The key insight: VLMs already encode rich semantic knowledge about objects, actions, and the physical world from internet-scale pre-training. By co-fine-tuning the VLM on robot data (web data and robot demonstrations simultaneously), RT-2 retains this general knowledge while acquiring robot-specific action generation.

Results showed remarkable emergent capabilities: RT-2 could follow instructions like “move the banana to the correct country flag” (requiring reasoning about geography) without any robot demonstrations of this task — it transferred knowledge from the language pre-training.

Open-Source: Octo and OpenVLA

Open-Source Ecosystem: RT-1 and RT-2 are proprietary. Octo (Ghosh et al. 2023) and OpenVLA (Kim et al. 2024) provide open-source generalist robot policies trained on the Open X-Embodiment dataset — a community effort aggregating robot demonstrations from 22 different research labs and embodiments.
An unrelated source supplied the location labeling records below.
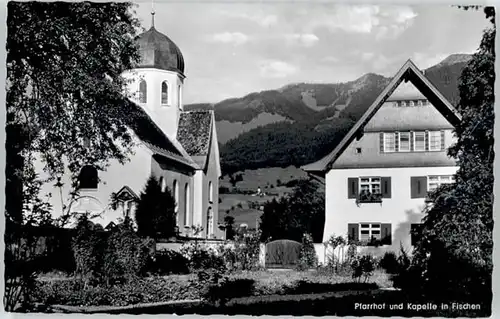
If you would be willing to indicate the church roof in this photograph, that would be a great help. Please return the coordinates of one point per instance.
(195, 132)
(159, 51)
(152, 136)
(408, 72)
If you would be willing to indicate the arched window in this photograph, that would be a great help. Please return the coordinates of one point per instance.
(176, 198)
(143, 90)
(210, 192)
(187, 211)
(210, 222)
(179, 96)
(163, 184)
(164, 92)
(88, 178)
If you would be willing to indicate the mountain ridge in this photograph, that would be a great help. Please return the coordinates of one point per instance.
(301, 122)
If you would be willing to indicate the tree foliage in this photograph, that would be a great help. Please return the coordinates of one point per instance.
(64, 105)
(294, 215)
(456, 246)
(155, 215)
(65, 90)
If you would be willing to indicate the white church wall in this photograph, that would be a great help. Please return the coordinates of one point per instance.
(137, 169)
(182, 178)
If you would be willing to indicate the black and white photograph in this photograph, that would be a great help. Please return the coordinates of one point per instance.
(277, 158)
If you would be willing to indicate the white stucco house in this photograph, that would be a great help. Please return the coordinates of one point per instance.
(178, 147)
(377, 178)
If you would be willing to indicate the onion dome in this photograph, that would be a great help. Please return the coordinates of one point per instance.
(158, 51)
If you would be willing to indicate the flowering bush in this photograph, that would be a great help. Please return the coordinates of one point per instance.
(307, 256)
(200, 257)
(362, 266)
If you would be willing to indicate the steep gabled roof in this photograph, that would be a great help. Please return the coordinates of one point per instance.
(195, 133)
(409, 72)
(152, 136)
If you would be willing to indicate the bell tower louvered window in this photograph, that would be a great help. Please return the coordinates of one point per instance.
(164, 93)
(143, 90)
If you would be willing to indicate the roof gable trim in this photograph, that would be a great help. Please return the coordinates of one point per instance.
(408, 72)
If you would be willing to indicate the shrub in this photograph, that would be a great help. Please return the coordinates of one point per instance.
(307, 256)
(352, 252)
(282, 252)
(166, 262)
(126, 255)
(200, 257)
(109, 256)
(389, 262)
(155, 214)
(88, 248)
(74, 293)
(362, 266)
(247, 250)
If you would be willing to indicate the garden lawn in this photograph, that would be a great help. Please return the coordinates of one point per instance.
(68, 291)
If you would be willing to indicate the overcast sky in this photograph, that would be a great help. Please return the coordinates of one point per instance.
(232, 49)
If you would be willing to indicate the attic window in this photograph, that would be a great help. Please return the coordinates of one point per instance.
(88, 178)
(143, 88)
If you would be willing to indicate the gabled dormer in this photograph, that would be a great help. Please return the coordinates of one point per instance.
(410, 124)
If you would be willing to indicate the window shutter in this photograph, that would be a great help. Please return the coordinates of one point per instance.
(418, 186)
(426, 138)
(396, 141)
(386, 234)
(381, 142)
(352, 187)
(386, 187)
(412, 137)
(442, 141)
(353, 232)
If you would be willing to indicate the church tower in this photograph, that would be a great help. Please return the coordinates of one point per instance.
(158, 80)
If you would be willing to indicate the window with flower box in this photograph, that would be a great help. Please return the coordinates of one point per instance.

Octo is a 93M-parameter Transformer trained on 800k demonstrations across diverse robots. It supports language and goal-image conditioning, can be fine-tuned to new robots in minutes, and achieves competitive performance with proprietary models on standard benchmarks.

OpenVLA (7B parameters) is based on Prismatic-7B, a VLM fine-tuned on 970k Open X-Embodiment demonstrations. It matches RT-2-55B on several benchmarks while being 7x smaller and open-source.

Generalisation to Novel Tasks

The core promise of foundation model approaches is systematic generalisation. Evaluations show that generalist robot policies can:

  • Follow novel language instructions through compositional reasoning
  • Adapt to new object instances not seen during training
  • Transfer across embodiments with brief fine-tuning
  • Exhibit emergent behaviours from language pre-training

Remaining challenges include long-horizon tasks, precise manipulation, and the fundamental data bottleneck — even 130k demonstrations is tiny compared to the billions of tokens used to train language models.

References

  • Brohan, A., et al. (2022). RT-1: Robotics Transformer for real-world control at scale. arXiv:2212.06817.
  • Brohan, A., et al. (2023). RT-2: Vision-language-action models transfer web knowledge to robotic control. arXiv:2307.15818.
  • Ghosh, D., et al. (2023). Octo: An open-source generalist robot policy. arXiv:2405.12213.
  • Kim, M. J., et al. (2024). OpenVLA: An open-source vision-language-action model. arXiv:2406.09246.
  • Padalkar, A., et al. (2023). Open X-Embodiment: Robotic learning datasets and RT-X models. arXiv:2310.08864.
  • Bommasani, R., et al. (2021). On the opportunities and risks of foundation models. arXiv:2108.07258.